There is a frequent need or desire in Spark to cancel already running Tasks. This has been recognized for a very long time (see, e.g., the ancient TODO comment in the DAGScheduler: "Cancel running tasks in the stage"), but we've never had more than an incomplete solution. Killing running Tasks at the Executor level has been implemented by interrupting the threads running the Tasks (taskThread.interrupt in o.a.s.scheduler.Task#kill.) Since https://github.com/apache/spark/commit/432201c7ee9e1ea1d70a6418cbad1c5ad2653ed3 addressing https://issues.apache.org/jira/browse/SPARK-1582, interrupting Task threads in this way has only been possible if interruptThread is true, and that typically comes from the setting of the interruptOnCancel property in the JobGroup, which in turn typically comes from the setting of spark.job.interruptOnCancel. Because of concerns over https://issues.apache.org/jira/browse/HDFS-1208 and the possibility of nodes being marked dead when a Task thread is interrupted, the default value of the boolean has been "false" – i.e. by default we do not interrupt Tasks already running on Executor even when the Task has been canceled in the DAGScheduler, or the Stage has been abort, or the Job has been killed, etc.
There are several issues resulting from this current state of affairs, and they each probably need to spawn their own JIRA issue and PR once we decide on an overall strategy here. Among those issues:
- Is HDFS-1208 still an issue, or has it been resolved adequately in the HDFS versions that Spark now supports so that we can set the default value of spark.job.interruptOnCancel to "true" or eliminate this boolean flag entirely?
- Even if interrupting Task threads is no longer an issue for HDFS, is it still enough of an issue for non-HDFS usage (e.g.

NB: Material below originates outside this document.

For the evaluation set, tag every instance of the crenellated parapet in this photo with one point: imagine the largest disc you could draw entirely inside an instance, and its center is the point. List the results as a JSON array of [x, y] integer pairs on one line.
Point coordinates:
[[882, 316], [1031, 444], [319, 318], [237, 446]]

Cassandra) so that we still need protection similar to what the current default value of spark.job.interruptOnCancel provides?
- If interrupting Task threads isn't safe enough, what should we do instead?
- Once we have a safe mechanism to stop and clean up after already executing Tasks, there is still the question of whether we should end executing Tasks. While that is likely a good thing to do in cases where individual Tasks are lightweight in terms of resource usage, at least in some cases not all running Tasks should be ended: https://github.com/apache/spark/pull/12436 That means that we probably need to continue to make allowing Task interruption configurable at the Job or JobGroup level (and we need better documentation explaining how and when to allow interruption or not.)
- There is one place in the current code (TaskSetManager#handleSuccessfulTask) that hard codes interruptThread to "true". This should be fixed, and similar misuses of killTask be denied in pull requests until this issue is adequately resolved.